魚の場合の霜降りというのは、本マグロの腹の身の様子を伝えるために使われます。細かく脂が入った状態であり、いわゆる脂のよく乗った身ということになります。サシが入るとも言われ、本マグロの腹部の肉について、「霜降りの美味しそうな大トロ」という紹介のされ方になります。トロというのは、魚の腹部の総称であり、背中の赤身に近いところをトロ、そして腹に向かって中トロ、そして、一番脂の乗っている部分を大トロ、と呼んでいます。大型魚では、胸鰭に近い部分をカマトロと呼ぶこともあります。
本マグロの正式名はクロマグロです。マグロの仲間には、ほかにミナミマグロ、キハダマグロ、メバチマグロなどがいますが、一番人気は、このクロマグロすなわち本マグロということになります。TV番組の特集などで大間のマグロ釣りというのが紹介されたりしますが、そこで狙われているマグロこそが本マグロなのです。本マグロについては、捨てるところのない魚ということがよく言われます。そのため、部位についてもいろいろな名前がつけられています。マグロのかぶと、いわゆる頭部全体は「かぶと焼き」として食べられたりして有名ですが、その頭頂部のところの肉には「脳天」という名前が付けられています。カマやホホといった部位はほかの魚でも通じる名前ですが、一番脂の乗った腹部を大トロと呼ぶのは本マグロならではの呼び方です。ほかの魚で呼ぶことがあっても、それはこの本マグロにあやかっての呼び方ということになります。

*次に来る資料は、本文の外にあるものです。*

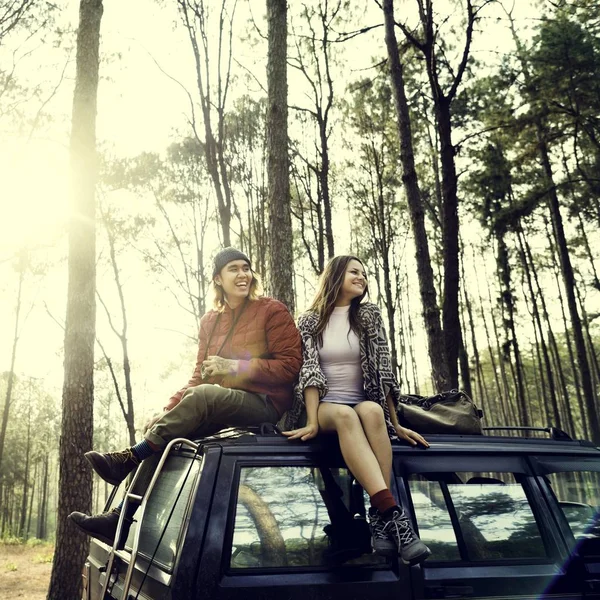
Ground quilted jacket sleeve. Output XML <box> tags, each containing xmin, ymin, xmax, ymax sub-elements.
<box><xmin>297</xmin><ymin>315</ymin><xmax>328</xmax><ymax>398</ymax></box>
<box><xmin>165</xmin><ymin>313</ymin><xmax>211</xmax><ymax>410</ymax></box>
<box><xmin>237</xmin><ymin>301</ymin><xmax>302</xmax><ymax>384</ymax></box>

本マグロは、成長するにつれて呼び名の変わる魚で、いわゆる出世魚です。ちなみに、小さい頃の呼び名は、関東地区で「メジ」、関西地区で「ヨコワ」となっています。成長すると、どちらもマグロと呼ぶようになり、とくに大型を「シビ」と呼ぶ地域もあるようです。また、ごく小型のものを「柿のたね」と呼ぶところもありますが、ビールを飲むときに人気のこのつまみが古くからあるものではないことを考えれば、最近の呼び方なのでしょう。「シビ」というのは古い時代の呼び方で、「古事記」などにも登場しています。ただし、今大人気の本マグロのトロは、食べられるようになってからそれほど年月は経っていません。じつは大正時代以降、輸送技術が発達するに従って徐々に食べられていったのです。それまでは、脂が強く「アブ」と呼ばれ、下品な身という扱いで捨てられることも多かったのです。